Le traitement de la drépanocytose par l’hydroxyurée permet de stimuler la synthèse d’hémoglobine fœtale à la place de l’hémoglobine anormale responsable de la malformation des globules rouges. Des études ont montré qu’elle réduisait le risque de décès chez des patients de plus de 40 ans. Cependant elle n’est recommandée que dans les cas graves. Pour les patients jeunes, elle présente des risques d’effets secondaires sur la fertilité chez les garçons. Des doutes existent concernant son potentiel mutagène pour une utilisation au long cours. Elle est donc prescrite avec prudence, en particulier chez les enfants.

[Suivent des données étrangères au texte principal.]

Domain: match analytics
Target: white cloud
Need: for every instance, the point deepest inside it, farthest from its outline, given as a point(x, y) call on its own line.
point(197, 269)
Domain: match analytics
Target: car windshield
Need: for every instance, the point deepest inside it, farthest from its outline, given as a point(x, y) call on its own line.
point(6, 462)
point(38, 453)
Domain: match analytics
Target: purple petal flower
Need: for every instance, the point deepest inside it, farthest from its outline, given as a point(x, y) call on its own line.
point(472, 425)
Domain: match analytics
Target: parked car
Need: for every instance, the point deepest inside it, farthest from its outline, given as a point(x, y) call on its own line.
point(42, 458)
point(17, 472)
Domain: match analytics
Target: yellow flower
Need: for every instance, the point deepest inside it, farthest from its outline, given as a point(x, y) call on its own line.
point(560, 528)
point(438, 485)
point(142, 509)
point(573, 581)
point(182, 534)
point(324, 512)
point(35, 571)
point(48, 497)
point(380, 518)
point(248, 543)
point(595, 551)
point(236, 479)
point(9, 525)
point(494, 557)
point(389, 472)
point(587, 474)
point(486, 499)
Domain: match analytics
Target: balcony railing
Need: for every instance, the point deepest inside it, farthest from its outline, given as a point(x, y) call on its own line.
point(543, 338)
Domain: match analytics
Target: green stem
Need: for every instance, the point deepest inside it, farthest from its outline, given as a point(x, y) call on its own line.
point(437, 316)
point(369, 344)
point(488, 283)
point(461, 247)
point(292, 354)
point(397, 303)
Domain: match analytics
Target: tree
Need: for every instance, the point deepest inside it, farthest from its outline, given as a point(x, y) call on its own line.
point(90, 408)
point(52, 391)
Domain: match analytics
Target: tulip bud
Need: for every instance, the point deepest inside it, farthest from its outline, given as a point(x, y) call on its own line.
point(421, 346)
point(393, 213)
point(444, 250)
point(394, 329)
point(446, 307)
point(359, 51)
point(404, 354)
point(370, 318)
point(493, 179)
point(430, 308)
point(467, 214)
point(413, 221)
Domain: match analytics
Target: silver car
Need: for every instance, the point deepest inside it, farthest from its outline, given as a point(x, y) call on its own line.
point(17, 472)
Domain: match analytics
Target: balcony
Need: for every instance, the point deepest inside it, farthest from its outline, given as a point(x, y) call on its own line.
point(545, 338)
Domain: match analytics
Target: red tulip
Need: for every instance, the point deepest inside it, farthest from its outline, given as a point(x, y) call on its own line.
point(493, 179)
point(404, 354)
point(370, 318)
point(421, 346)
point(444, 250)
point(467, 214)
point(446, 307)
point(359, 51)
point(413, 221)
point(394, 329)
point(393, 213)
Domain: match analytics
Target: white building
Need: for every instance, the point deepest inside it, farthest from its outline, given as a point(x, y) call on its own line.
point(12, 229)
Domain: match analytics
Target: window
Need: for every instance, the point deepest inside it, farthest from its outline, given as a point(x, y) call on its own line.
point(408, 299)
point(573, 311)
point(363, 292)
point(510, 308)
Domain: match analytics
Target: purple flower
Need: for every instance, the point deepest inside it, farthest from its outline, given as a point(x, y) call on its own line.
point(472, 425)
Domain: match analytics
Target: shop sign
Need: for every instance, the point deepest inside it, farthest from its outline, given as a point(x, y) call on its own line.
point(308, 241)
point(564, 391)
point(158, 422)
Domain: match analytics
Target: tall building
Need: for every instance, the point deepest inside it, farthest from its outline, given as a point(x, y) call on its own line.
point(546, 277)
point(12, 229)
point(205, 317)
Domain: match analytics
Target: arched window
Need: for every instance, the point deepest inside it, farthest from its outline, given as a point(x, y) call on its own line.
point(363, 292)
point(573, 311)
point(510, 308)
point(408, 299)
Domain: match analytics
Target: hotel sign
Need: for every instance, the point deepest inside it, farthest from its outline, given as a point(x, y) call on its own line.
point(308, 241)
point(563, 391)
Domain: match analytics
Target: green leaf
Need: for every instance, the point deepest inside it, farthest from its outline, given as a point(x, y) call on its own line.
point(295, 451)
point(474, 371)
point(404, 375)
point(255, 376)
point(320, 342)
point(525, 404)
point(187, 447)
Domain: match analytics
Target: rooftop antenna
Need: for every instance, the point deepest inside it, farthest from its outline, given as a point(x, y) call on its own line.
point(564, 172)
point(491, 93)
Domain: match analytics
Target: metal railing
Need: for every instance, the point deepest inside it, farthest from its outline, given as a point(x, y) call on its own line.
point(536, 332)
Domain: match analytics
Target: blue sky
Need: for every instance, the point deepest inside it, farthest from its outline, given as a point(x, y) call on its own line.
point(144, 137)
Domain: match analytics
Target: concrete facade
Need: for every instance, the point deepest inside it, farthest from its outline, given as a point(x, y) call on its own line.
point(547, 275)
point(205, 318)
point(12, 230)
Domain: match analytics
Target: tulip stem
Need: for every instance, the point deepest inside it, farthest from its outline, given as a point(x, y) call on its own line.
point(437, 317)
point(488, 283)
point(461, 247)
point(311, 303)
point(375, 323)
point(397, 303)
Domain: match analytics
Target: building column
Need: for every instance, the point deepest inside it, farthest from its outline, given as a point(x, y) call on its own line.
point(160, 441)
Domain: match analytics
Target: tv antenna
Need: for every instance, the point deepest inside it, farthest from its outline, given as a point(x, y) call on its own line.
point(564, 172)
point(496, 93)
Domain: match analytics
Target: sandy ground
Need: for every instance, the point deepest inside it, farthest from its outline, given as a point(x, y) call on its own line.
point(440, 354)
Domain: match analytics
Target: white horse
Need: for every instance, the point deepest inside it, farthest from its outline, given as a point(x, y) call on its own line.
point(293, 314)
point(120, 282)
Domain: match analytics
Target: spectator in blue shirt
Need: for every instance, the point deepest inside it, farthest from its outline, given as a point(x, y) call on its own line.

Les patients placent beaucoup d’espoir dans la greffe de CSH (ou greffe de moelle), puisqu’elle permet de réellement guérir la maladie en cas de succès. En effet, hormis les cas de rejets du greffon (seulement 2 % des cas), les CSH greffées colonisent la moelle et attaquent les CSH drépanocytaires résiduelles pour finir par les remplacer en totalité. L’effet thérapeutique est spectaculaire. Malheureusement, seules quelques centaines de patients ont pu en bénéficier en France. Outre le coût important de cette technique, elle se heurte à la difficulté de trouver des donneurs compatibles pour le système immunitaire HLA. De plus, il faut savoir que le traitement est lourd, puisqu’il nécessite une hospitalisation de plusieurs semaines avec séjour en chambre stérile et un suivi médical étroit pendant une année. Il est important que les parents d’enfants drépanocytaires reçoivent une information au cours d’un conseil génétique. En effet, s’ils désirent d’autres enfants, ils pourront bénéficier d’un diagnostic prénatal, ouvrant la voie à une possible interruption thérapeutique de grossesse (ITG). En cas d’ITG répétées, leur sera proposée une fécondation in vitro avec diagnostic préimplantatoire. Enfin, le sang du cordon des frères et sœurs pourra être recueilli et servir à guérir l’enfant malade.

La thérapie génique

L’équipe française du Pr Leboulch a annoncé en septembre 2010 un premier succès de thérapie génique sur un patient atteint d’une forme grave de Β-thalassémie. Les cellules souches hématopoïétiques du malade ont été prélevées et le gène fonctionnel nécessaire à la synthèse de l’hémoglobine a été inséré dans leur génome à l’aide d’un virus proche du VIH. Quelques mois après la greffe, le jeune homme de 18 ans était guéri : sa moelle produisait suffisamment d’hémoglobine normale pour se passer des transfusions sanguines dont il était dépendant depuis l’enfance. L’autogreffe élimine le problème de compatibilité HLA. En revanche, malgré les progrès de ces dernières années, la « reprogrammation » génétique des cellules est encore mal maitrisée et le risque d’évolution vers le cancer n’est pas écarté. De plus, si cette technique représente un espoir de guérison pour les patients thalassémiques ou drépanocytaires des pays riches, elles resteront hors de portée des malades des pays en voie de développement, pourtant les plus touchés par ces affections génétiques.